Thursday, December 29, 2011

Five You Can't Miss: Naomi Johnson

Naomi Johnson runs the delightful blog The Drowning Machine, where she attempts to stay afloat in an ocean of books. She's also a top writer, with work at A Twist of Noir and one in Pulp Ink that's one of the funniest stories I've read. Very pleased to have her here today talking short fiction...

Here are five you can't miss. Mustn't miss. And shame on you if you do.

The Perfect Day by Patricia Abbott (All Due Respect) - A day at the beach for a uniquely dysfunctional family goes just about as well as any of their days can go. At least until they arrive home. This story has a disturbing quality to it, reminiscent of the best of Flannery O'Connor. All of Abbott's short stories are worth the reading, in fact, as she comes at her characters from unexpected angles and never sinks to the predictable.

Massacre Canyon by Wayne D. Dundee (Beat to a Pulp) - This was published last January, so some people may have forgotten it, but they shouldn't. This is a great action tale about a wounded bounty hunter who is stranded outdoors in a blizzard. And the blizzard just might be the least of his worries. 

6/8 by Trey R. Barker (Shotgun Honey) - Here's what Sandra Seamans, no mean purveyor of short fiction herself, had to say about this tale of spurned love set to a jazz soundtrack: "Sometimes you read a story and want to throw everything you've ever written in the trash, knowing that you can't make the words dance like the writer you've just read." The voice and flow of 6/8 is like nothing else I've ever read. 

Through the Valley of the Shadow of Roosevelt's Nose
 by Craig McDonald (Crime Factory: The First Shift) - McDonald does a fine rif on Flannery O'Connor's most famous short story, with McDonald's own Hector Lassiter at the center of the action.

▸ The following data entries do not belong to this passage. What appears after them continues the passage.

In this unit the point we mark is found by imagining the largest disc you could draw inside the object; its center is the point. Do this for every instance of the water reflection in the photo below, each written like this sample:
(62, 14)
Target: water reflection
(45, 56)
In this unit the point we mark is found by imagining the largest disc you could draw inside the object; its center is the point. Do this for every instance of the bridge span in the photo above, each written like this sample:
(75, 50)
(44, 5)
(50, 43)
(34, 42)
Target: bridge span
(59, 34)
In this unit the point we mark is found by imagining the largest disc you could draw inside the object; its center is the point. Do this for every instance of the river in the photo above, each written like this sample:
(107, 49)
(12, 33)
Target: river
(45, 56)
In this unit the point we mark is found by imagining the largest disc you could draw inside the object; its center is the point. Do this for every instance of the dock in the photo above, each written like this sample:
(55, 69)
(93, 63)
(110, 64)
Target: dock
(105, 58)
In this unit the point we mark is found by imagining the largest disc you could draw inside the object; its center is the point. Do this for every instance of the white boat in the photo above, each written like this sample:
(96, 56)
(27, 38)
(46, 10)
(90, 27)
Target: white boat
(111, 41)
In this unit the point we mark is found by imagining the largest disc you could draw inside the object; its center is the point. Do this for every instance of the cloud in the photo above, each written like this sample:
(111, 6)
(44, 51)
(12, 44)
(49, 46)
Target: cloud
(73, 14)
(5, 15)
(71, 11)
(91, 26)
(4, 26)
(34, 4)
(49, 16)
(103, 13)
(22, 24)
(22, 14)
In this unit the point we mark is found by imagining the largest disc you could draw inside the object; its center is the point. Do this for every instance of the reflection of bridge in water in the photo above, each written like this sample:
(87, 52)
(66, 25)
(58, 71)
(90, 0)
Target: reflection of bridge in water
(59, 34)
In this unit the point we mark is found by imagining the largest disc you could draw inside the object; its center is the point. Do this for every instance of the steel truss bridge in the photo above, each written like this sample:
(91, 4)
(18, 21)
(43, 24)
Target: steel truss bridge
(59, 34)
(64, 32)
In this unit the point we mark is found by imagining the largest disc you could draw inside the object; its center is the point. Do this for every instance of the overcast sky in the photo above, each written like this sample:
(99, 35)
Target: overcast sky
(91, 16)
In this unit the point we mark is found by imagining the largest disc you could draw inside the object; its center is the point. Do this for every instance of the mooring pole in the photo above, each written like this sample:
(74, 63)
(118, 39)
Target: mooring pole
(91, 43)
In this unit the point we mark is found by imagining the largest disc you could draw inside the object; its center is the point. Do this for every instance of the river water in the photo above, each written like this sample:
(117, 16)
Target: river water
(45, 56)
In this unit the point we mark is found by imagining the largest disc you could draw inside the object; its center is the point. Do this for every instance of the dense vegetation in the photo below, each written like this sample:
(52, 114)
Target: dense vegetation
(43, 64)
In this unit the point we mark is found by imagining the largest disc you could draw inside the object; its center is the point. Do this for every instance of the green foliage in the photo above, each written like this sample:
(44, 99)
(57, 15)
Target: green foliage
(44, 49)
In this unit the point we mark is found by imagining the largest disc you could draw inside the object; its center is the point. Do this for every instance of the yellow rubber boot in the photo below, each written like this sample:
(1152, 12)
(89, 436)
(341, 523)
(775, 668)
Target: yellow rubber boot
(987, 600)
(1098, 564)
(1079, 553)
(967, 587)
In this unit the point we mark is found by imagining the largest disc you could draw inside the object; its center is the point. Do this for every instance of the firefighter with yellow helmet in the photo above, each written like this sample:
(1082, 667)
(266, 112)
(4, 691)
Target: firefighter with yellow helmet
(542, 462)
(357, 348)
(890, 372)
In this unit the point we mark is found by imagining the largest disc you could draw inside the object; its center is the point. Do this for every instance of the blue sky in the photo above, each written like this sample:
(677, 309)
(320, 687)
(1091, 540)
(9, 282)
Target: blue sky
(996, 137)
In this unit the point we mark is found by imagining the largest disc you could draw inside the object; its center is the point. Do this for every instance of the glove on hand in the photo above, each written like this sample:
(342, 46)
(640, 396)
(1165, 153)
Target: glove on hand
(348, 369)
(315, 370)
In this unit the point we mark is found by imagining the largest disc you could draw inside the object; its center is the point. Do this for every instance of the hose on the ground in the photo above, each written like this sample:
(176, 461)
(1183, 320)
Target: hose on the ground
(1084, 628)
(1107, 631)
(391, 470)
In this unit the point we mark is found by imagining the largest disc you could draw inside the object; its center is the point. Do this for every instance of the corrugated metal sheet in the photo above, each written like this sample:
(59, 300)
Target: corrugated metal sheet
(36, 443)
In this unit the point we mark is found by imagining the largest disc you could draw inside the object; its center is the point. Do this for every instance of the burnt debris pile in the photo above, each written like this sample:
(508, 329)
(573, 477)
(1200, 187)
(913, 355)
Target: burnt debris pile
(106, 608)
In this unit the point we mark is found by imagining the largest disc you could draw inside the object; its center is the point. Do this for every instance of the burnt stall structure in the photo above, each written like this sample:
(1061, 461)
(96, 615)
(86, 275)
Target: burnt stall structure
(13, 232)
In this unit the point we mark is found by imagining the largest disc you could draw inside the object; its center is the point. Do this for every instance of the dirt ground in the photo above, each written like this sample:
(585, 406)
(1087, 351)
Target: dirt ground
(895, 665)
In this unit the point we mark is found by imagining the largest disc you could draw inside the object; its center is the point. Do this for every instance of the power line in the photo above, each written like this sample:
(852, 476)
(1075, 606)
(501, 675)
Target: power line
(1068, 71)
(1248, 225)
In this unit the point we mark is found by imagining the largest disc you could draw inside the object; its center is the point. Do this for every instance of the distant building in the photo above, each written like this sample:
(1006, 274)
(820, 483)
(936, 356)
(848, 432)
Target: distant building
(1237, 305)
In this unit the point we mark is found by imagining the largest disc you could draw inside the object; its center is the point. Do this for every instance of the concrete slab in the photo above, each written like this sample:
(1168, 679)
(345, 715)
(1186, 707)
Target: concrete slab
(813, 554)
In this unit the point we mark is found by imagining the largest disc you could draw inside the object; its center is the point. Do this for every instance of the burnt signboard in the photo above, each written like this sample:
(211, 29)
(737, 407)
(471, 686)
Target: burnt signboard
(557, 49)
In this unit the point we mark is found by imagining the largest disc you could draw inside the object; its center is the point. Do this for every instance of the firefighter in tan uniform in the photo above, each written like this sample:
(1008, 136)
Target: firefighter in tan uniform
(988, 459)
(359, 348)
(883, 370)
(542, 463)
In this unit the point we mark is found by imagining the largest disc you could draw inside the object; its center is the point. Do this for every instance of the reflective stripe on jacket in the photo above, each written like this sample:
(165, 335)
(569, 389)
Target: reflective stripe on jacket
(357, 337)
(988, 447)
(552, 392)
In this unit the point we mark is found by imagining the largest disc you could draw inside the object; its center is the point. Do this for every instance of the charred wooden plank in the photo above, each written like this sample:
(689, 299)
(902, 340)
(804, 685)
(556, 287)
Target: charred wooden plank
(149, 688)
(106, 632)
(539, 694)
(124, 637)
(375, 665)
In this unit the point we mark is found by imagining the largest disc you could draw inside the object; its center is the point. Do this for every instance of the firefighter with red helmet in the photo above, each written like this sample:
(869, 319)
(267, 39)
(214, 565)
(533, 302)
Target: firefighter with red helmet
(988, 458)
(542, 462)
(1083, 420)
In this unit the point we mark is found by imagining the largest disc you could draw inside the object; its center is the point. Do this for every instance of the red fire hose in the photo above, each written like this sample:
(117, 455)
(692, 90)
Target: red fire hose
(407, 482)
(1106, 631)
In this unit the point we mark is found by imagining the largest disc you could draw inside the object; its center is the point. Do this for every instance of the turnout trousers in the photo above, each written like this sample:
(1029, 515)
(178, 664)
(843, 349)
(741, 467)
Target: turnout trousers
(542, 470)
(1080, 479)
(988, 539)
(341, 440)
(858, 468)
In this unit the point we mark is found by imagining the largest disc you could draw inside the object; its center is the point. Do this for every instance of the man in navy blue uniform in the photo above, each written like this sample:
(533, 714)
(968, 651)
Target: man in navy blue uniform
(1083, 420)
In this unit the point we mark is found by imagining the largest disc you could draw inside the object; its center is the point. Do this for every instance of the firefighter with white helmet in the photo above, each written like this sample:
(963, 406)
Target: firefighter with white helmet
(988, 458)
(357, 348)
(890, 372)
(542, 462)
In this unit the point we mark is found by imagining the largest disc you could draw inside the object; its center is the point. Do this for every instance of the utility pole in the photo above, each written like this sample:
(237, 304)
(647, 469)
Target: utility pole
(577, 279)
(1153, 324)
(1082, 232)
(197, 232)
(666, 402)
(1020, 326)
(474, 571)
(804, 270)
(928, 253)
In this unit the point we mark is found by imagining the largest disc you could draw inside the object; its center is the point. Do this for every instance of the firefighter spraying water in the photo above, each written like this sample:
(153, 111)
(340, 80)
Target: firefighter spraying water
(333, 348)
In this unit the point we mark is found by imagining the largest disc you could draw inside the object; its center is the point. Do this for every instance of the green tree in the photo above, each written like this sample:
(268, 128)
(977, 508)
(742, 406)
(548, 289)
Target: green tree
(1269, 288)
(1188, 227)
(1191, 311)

Toss in references to one of Hitchcock's better films, North by Northwest, and once again, McDonald makes magic for the reader.

Plastic Soldiers by W.D. County (Speedloader) - County may not be the most prolific of writers, but he makes certain each story is a perfect gem. Here he presents a 
tale of stark courage about a boy who, enduring horrific circumstances, receives inspiration and guidance from the toy soldiers in his pocket. I can't say more except that this is a brilliantly moving story.


  1. Our archive at BEAT to a PULP is down at the moment but I hope folks come back and check out Wayne's story.

  2. Thanks, Naomi! That was a story I almost didn't send to a crime zine because the action was peripheral. Glad people have liked it.